An example of the Ternary Tau System:
If the radix is changed to τ = (3+√5)/2 then a more efficient output is given:

$1\underline{1}1.\underline{1}1_\tau = (1 * t^2) + (-1 * t^1) + (1 * t^0) + (-1 * t^{-1}) + (1 * t^{-2}) = 5_{10}$
Which correspondes to radix e being the most efficient base for a number system.

Along with code redundancy, zero-property, double-property and negative representation the Ternary Tau System has some extremely interesting factors and is by far my favourite number system, I’d even go as far to say it’s more interesting than Donald Knuth’s Quater-Imaginary!

Useful links relating to this post:
All this information was from this paper apart from e (2.71828…) being the most efficient base which I got from the book.
http://en.wikipedia.org/wiki/Numeral_system
http://en.wikipedia.org/wiki/Golden_ratio_base
http://en.wikipedia.org/wiki/Balanced_ternary

# U-value Number System

This is a proposal for a number system to be used in the computation/storage of complex numbers, the term U-value comes from the Universal set, in this case it is C but the system uses a lowercase c in notation.

U-value Binary holds { n, i, c, r }, that is:
[Naught = 0, Imaginary = 1i, Complex = (1+1i), Real = 1]

Example 1: irc == 3+5i == 4i + 2 + (1+1i)
Example 2: cnir == 9+10i == (8+8i) + 0 + 2i + 1
Example 3: ccnn == 12+12i == (8+8i) + (4+4i) + 0 + 0

If the system is balanced (negative elements analog to i, c & r) it could be used to represent all Gaussian integers. The letters used have obvious reasons but to a computer it wouldn’t matter and could be re-worked to parrallel binary, for example U-value holds { 00, 01, 11, 10 } or whatever transmutation is best suited. With that set up the three examples look like this:

Example 1: irc == 00011011
Example 2: cnir == 11000110
Example 3: ccnn == 11110000

Although this does half the storage and if the system was balanced three nibbles would be needed (the extra place indicating negative or not 010 = 1, 110 = -1).
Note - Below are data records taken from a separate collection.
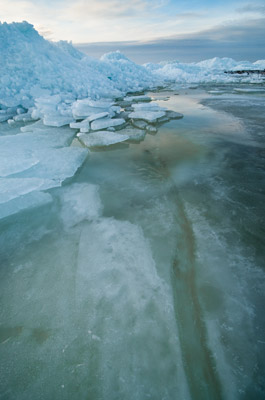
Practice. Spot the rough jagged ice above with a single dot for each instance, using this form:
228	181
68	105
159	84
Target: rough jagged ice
35	160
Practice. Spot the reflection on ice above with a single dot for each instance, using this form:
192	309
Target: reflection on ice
142	276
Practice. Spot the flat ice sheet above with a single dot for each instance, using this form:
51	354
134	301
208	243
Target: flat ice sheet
101	138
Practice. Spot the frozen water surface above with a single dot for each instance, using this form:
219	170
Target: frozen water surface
142	277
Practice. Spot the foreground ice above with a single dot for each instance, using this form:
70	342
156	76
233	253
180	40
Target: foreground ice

With a set of rules for arithmatic, This could be useful for modeling fractals in a virtual computer or simulating situations, like in engineering, where imaginary and complex mathematics are key.

# Post-Transcendental Numbers

I might be wrong off the starting bat here, but e can be defined in an infinite series 1/0! + 1/1! + 1/2! + … + 1/n!

So, i was wondering, Does a number exist that:
-> Cannot be expressed as a fraction (Irrational)
-> Cannot be expressed as a polynomial (Transcendental)
-> Cannot be expressed by an infinite series following a set rule (???)